Pre-commit runs scripts/check_specs.sh automatically on any staged .spec file, and scripts/check_feature_sync.py on staged .spec or .feature files.

Contract authoring rules¶

Intent is stakeholder-readable. No code, no jargon the user didn't use.
Decisions are decisions, not suggestions. If it's still open, it does not belong here — brainstorm elsewhere.
Boundaries are narrow. List explicit allowed paths. A spec that "allows everything" is useless once boundary enforcement is on.
Scenarios are observable. Assert on exit code, stdout JSON shape, file-on-disk state — never on "the function was called".
One contract, one issue. Split large work into stacked contracts; see workflow.md.

Relationship to the yaya BDD issue template¶

.github/ISSUE_TEMPLATE/bdd_task.yml captures the same sections (Description / Plan Spec / agent-spec contract draft / Design spec).
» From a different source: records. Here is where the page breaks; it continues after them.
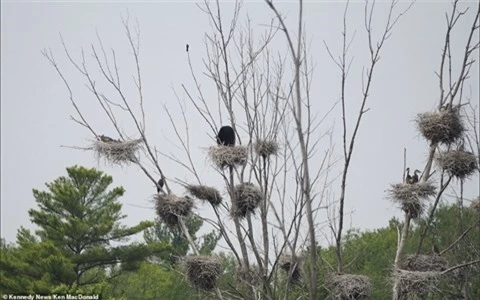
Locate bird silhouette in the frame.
[156,178,164,194]
[217,126,235,146]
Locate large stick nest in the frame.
[393,270,440,299]
[437,150,478,179]
[93,135,143,165]
[185,255,221,291]
[186,185,222,206]
[278,254,302,284]
[254,140,278,157]
[208,146,248,169]
[154,194,193,227]
[416,108,465,145]
[389,182,436,218]
[235,265,262,286]
[470,196,480,213]
[326,273,372,300]
[403,254,448,272]
[232,183,263,218]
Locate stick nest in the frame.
[235,265,262,286]
[208,146,248,169]
[403,254,448,272]
[389,182,436,218]
[393,270,440,299]
[93,136,143,165]
[278,255,302,284]
[232,183,263,218]
[154,194,193,227]
[186,185,222,206]
[416,108,465,145]
[470,196,480,213]
[254,140,278,157]
[437,150,478,179]
[185,255,221,291]
[326,273,372,300]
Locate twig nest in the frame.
[186,185,222,206]
[232,182,263,218]
[403,254,448,272]
[470,196,480,213]
[208,146,248,169]
[235,265,262,286]
[389,182,436,218]
[278,254,302,284]
[154,194,193,227]
[185,255,221,291]
[326,273,372,300]
[416,108,465,145]
[93,135,143,165]
[254,140,278,157]
[393,270,440,299]
[437,150,478,179]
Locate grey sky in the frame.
[1,1,479,247]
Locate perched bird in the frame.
[157,178,164,194]
[217,126,235,146]
[412,170,422,184]
[405,168,412,184]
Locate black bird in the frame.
[412,170,422,184]
[405,168,412,184]
[157,178,164,194]
[217,126,235,146]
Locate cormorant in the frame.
[412,170,422,184]
[157,178,164,194]
[405,168,412,184]
[217,126,235,146]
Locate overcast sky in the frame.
[1,1,479,248]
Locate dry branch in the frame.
[326,273,372,300]
[186,185,222,206]
[185,255,221,291]
[154,194,193,227]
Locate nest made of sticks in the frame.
[389,182,436,218]
[154,194,193,227]
[232,182,263,218]
[470,196,480,212]
[235,265,262,286]
[436,150,478,179]
[416,108,465,145]
[393,270,441,299]
[403,254,448,272]
[208,146,248,169]
[326,273,372,300]
[185,255,221,291]
[186,185,222,206]
[278,254,302,284]
[254,140,278,157]
[93,135,143,165]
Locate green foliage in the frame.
[1,166,155,293]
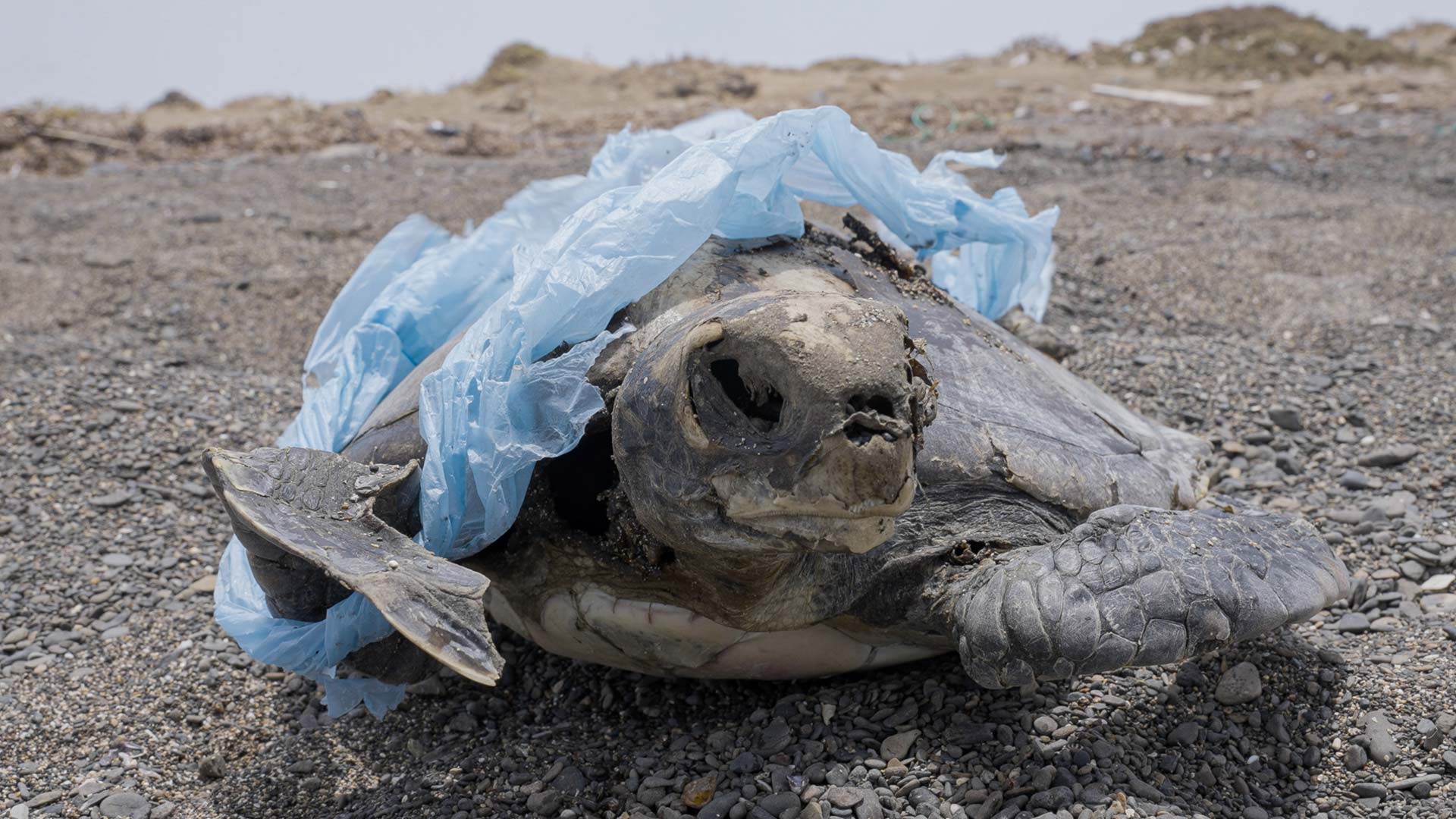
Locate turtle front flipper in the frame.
[943,506,1350,688]
[204,447,502,685]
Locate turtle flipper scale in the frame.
[206,447,504,685]
[951,506,1350,688]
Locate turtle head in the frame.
[611,291,935,552]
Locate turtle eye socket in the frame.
[687,356,786,449]
[708,359,783,433]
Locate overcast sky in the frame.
[0,0,1456,108]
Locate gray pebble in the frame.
[1345,743,1370,773]
[1213,663,1264,705]
[100,790,152,819]
[1339,469,1374,490]
[1331,612,1370,634]
[698,792,738,819]
[1269,406,1304,433]
[526,789,560,816]
[1356,443,1421,466]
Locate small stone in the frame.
[90,490,133,509]
[25,790,65,808]
[698,791,738,819]
[1027,786,1072,810]
[1363,711,1401,765]
[682,774,718,809]
[1356,443,1421,466]
[1391,774,1442,790]
[758,791,799,816]
[1331,612,1370,634]
[196,754,228,780]
[1269,406,1304,433]
[827,786,864,809]
[1350,783,1391,799]
[1421,574,1456,592]
[880,730,920,759]
[446,711,481,733]
[1339,469,1374,490]
[1421,592,1456,612]
[100,790,152,819]
[1345,743,1370,774]
[1168,721,1198,745]
[1213,663,1264,705]
[526,789,560,816]
[728,751,763,775]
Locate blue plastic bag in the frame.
[215,106,1057,714]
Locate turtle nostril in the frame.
[845,395,902,446]
[845,421,886,446]
[849,395,896,419]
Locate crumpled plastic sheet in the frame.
[215,106,1057,716]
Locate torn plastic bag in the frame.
[214,111,753,716]
[218,106,1056,711]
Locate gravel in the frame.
[0,96,1456,819]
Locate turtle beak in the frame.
[613,291,934,552]
[946,506,1350,688]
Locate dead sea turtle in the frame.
[207,223,1348,688]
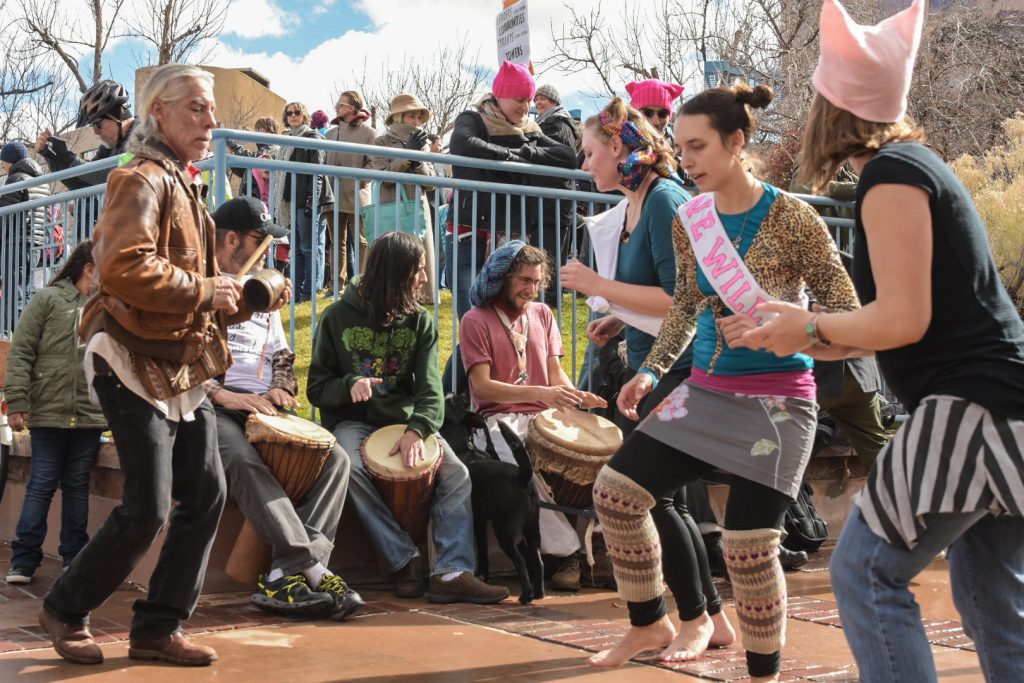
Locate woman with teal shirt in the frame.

Use the issue template to open the issue, then commit the executable contract as specs/<slug>.spec.

What NOT To Do¶

Do NOT open a feature PR without a .spec (trivia excepted).
Do NOT change scope mid-PR without updating the contract in the same commit.
Do NOT write scenarios without a Test: selector — lint flags them.
Do NOT relax Boundaries to make the build pass — revisit scope instead.
Do NOT use the old .spec.md extension. The tool parses .spec files with YAML frontmatter.